The name is used world-wide but in Australia it is used to describe small biting and blood-sucking flies that are normally found in coastal areas. There are over 270 species that come under the general colquial term 'sandfly' so it is almost impossible to discuss them individually.

They are most active in the hotter months and are not confined to northern coastlines.

Other names that are used for these insects are midge and gnat.

Usually smaller than mosquitoes, sandflies are easily able to pass through ordinary fly screens and only a particularly fine mesh known as no-see-um or micro-mesh will keep them out.

Because of year-round high temperatures, these creatures are the scourge of the north west. These tiny winged insects can turn your pleasant picnic or fun fishing trip into an absolute nightmare.

Their bite may cause severe irritation for several days and can lead to tropical ulcers if they become infected.

It is almost impossible to avoid getting bitten but frequent applications of Rid seem to be effective, and application of a mixture of strong cold tea and mentholated spirits helps lessen the itching. Bushies swear by a mixture of baby oil and Dettol to keep these little pests at bay. We have read all sorts of remedies including raw onion, vegemite, bi-carb of soda with water etc.

The BEST remedy we have ever found is simple, very hot water (as hot as you can stand it) dabbed on the bite site with a cloth. This method seems to work when everything else has failed. An even better way of doing this we have now discovered is to boil some water, take it off the heat and let it stand for a minute or so and then dip a teaspoon into the hot water for about 10 seconds. Then apply the hot teaspoon directly to the bite site. It will hurt and on sensitive areas of skin can lead to profuse swearing, but it will take the itch away. You may have to do this a couple of times if the itch comes back but it does really seem to work. This also seems to work for mosquito bites.

Thankfully tent manufacturers have finally realized that ordinary fly screens just won't keep these insects out and almost all tents sold today have very fine mesh that give protection.
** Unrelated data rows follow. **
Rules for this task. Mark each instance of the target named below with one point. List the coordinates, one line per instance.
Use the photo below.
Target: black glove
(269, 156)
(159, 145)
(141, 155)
Unfortunately the fine mesh also keeps out some of the breeze but there really is no choice.

The best way to avoid the worst of the sandflies is to only visit northern areas from late May to August when they are much less active.
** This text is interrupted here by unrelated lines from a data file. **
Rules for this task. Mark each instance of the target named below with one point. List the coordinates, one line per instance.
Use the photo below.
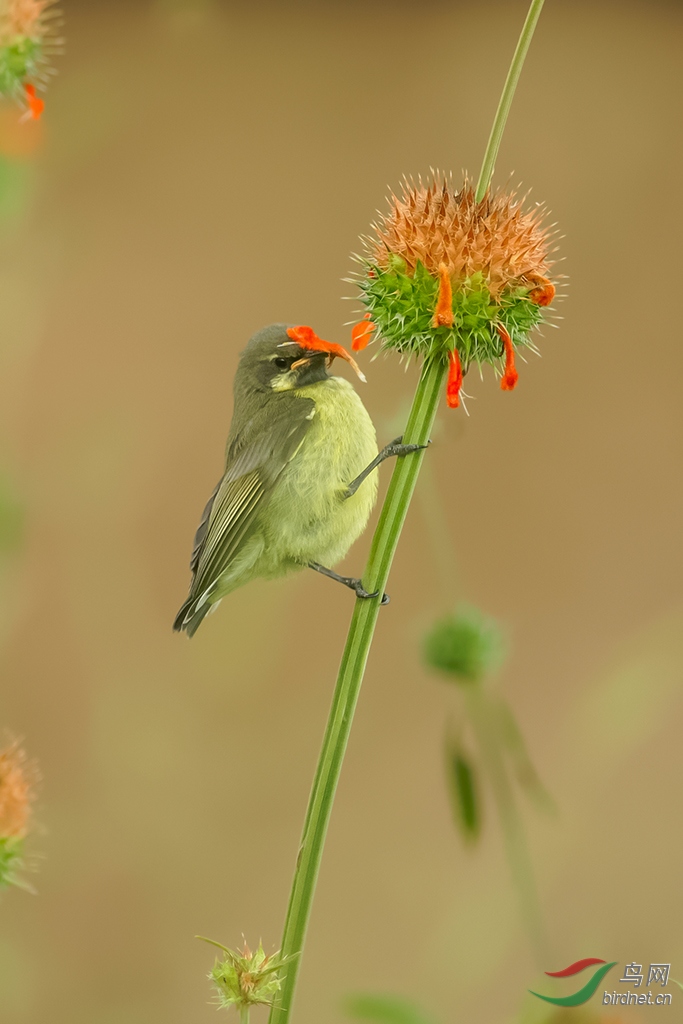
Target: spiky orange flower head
(27, 41)
(444, 275)
(16, 782)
Some species of sandflies (in other areas of the world) do transmit diseases to humans but there are no known occurances in Australia to this time.

While many people only experience irritation from sandfly bites, some become hyper-sensitiveand can have severe allergic reactions requiring hospitalisation.

Some people (like myself) are lucky enough to deelop an immunity to sandfly bites and after the first bites (that do produce severe prolonged irritation) they become immune to the effects of bites.